At the same time, Canada has already started reducing its exposure. Statistics Canada reported that the U.S. share of Canadian merchandise exports fell from 75.9 per cent in 2024 to 71.7 per cent in 2025. Exports to non-U.S. markets rose sharply, although Canada still ran a large deficit with those countries. Diversification can create leverage and new opportunities, but it cannot quickly replace the scale, proximity and infrastructure of the U.S. market. A manufacturer in Windsor or an energy producer in Alberta cannot simply recreate decades of continental integration in another region.

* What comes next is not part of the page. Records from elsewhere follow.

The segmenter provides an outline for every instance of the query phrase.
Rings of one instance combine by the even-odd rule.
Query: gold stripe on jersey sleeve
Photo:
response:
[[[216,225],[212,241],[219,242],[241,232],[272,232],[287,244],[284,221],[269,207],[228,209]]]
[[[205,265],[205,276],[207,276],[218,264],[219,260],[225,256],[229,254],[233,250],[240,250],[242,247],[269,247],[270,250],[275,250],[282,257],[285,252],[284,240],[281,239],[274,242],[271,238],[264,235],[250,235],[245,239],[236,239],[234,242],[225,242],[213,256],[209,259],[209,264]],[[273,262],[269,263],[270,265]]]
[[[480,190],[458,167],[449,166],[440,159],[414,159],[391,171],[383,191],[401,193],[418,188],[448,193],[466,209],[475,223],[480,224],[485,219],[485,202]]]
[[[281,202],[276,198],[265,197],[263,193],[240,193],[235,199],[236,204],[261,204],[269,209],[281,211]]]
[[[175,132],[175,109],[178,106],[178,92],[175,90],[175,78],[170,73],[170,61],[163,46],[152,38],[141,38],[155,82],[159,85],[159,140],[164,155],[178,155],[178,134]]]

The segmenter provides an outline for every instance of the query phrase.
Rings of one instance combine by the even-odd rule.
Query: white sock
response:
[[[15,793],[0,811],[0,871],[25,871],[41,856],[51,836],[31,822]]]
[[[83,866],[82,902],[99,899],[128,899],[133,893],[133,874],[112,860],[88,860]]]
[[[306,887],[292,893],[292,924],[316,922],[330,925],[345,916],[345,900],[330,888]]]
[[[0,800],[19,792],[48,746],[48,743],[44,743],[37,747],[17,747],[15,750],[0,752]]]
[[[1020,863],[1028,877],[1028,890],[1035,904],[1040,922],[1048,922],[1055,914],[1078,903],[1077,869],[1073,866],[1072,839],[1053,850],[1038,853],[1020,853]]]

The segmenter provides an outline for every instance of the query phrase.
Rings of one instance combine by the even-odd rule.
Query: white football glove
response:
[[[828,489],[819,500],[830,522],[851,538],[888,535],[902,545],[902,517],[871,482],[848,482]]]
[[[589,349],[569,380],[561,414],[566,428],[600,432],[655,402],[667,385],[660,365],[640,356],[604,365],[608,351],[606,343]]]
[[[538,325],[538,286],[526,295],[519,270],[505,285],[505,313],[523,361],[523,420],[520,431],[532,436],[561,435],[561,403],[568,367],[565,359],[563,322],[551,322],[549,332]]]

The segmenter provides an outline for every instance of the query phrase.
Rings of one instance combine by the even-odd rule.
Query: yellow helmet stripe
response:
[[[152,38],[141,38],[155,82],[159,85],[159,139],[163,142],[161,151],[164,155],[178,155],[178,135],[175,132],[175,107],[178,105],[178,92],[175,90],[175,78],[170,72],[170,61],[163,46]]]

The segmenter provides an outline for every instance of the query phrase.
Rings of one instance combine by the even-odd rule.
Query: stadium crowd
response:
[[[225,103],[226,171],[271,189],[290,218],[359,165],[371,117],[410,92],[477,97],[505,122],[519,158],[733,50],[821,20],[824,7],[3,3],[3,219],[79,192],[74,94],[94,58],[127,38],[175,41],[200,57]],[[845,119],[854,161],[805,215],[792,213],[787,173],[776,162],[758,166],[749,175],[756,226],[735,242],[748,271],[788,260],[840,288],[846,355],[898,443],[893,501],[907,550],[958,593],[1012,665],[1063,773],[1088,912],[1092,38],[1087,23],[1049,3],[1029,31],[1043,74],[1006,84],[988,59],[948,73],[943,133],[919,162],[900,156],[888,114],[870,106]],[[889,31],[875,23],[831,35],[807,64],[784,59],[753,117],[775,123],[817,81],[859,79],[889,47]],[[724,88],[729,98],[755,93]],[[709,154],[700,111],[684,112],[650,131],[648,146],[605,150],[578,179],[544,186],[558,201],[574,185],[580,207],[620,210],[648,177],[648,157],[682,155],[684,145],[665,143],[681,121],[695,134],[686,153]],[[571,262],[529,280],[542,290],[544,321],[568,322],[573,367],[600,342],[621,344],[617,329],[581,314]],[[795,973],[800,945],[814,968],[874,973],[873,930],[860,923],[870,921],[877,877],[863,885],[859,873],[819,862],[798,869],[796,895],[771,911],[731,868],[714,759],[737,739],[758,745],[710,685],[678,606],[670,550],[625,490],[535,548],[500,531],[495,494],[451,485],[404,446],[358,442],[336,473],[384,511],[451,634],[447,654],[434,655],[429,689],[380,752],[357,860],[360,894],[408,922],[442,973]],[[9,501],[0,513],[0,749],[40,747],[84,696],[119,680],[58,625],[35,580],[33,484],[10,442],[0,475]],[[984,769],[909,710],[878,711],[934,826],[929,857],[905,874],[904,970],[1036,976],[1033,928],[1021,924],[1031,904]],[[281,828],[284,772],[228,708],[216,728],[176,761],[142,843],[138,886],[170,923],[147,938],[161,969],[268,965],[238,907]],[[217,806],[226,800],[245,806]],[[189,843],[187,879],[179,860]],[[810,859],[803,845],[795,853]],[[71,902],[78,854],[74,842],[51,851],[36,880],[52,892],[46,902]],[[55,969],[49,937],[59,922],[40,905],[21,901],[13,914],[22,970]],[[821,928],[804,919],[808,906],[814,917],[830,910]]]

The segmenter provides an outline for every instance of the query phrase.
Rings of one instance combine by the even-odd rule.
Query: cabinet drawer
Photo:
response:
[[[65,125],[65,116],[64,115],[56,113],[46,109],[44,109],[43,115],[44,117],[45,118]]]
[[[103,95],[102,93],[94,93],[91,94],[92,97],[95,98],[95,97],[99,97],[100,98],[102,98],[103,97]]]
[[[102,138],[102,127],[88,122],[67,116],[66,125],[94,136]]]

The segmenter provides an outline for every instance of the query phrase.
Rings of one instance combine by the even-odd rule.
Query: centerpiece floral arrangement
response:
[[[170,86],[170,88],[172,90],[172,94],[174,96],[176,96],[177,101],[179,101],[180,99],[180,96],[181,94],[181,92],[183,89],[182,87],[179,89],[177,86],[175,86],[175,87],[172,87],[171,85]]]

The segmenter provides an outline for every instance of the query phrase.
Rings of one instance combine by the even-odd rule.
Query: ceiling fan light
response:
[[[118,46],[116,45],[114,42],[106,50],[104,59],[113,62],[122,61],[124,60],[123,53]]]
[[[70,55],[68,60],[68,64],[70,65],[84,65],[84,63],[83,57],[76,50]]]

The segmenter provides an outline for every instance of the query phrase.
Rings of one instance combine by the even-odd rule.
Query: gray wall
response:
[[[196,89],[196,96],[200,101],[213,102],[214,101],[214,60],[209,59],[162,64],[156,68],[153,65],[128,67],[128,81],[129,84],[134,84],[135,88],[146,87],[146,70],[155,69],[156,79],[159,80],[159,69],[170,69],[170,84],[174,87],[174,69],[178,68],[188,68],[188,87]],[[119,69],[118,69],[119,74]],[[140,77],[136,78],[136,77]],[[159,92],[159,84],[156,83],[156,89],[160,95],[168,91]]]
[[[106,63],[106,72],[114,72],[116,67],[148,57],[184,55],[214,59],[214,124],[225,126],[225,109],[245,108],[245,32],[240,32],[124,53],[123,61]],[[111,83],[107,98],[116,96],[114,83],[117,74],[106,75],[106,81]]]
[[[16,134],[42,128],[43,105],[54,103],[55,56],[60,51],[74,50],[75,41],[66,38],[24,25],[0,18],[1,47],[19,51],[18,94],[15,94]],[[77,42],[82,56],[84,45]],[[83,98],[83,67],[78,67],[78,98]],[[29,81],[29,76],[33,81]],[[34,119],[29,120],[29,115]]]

A Limited Extension May Be More Realistic Than a Grand Bargain
The most orderly outcome would be a three-country extension accompanied by targeted side agreements on tariffs, rules of origin, economic security and sector-specific disputes. That would preserve the continental framework while giving Trump’s administration visible changes it could present as a win. Canada has already signalled openness to bilateral arrangements alongside CUSMA, and the ongoing U.S.-Mexico rounds offer a possible model for resolving issues without rewriting every chapter at once.
A second possibility is that the countries complete the review without agreeing to extend the pact. Trade would continue, but annual reviews would begin, leaving businesses to plan under a recurring threat of renegotiation until 2036. The least predictable outcome would involve a formal withdrawal notice, which is legally separate from the review process and would take effect six months after notice is given. Hoekstra’s warning suggests the first outcome is not yet within reach. It does not prove a breakdown is inevitable, but it makes clear that technical discussions and diplomatic optimism have not yet produced the political bargain needed for lasting certainty.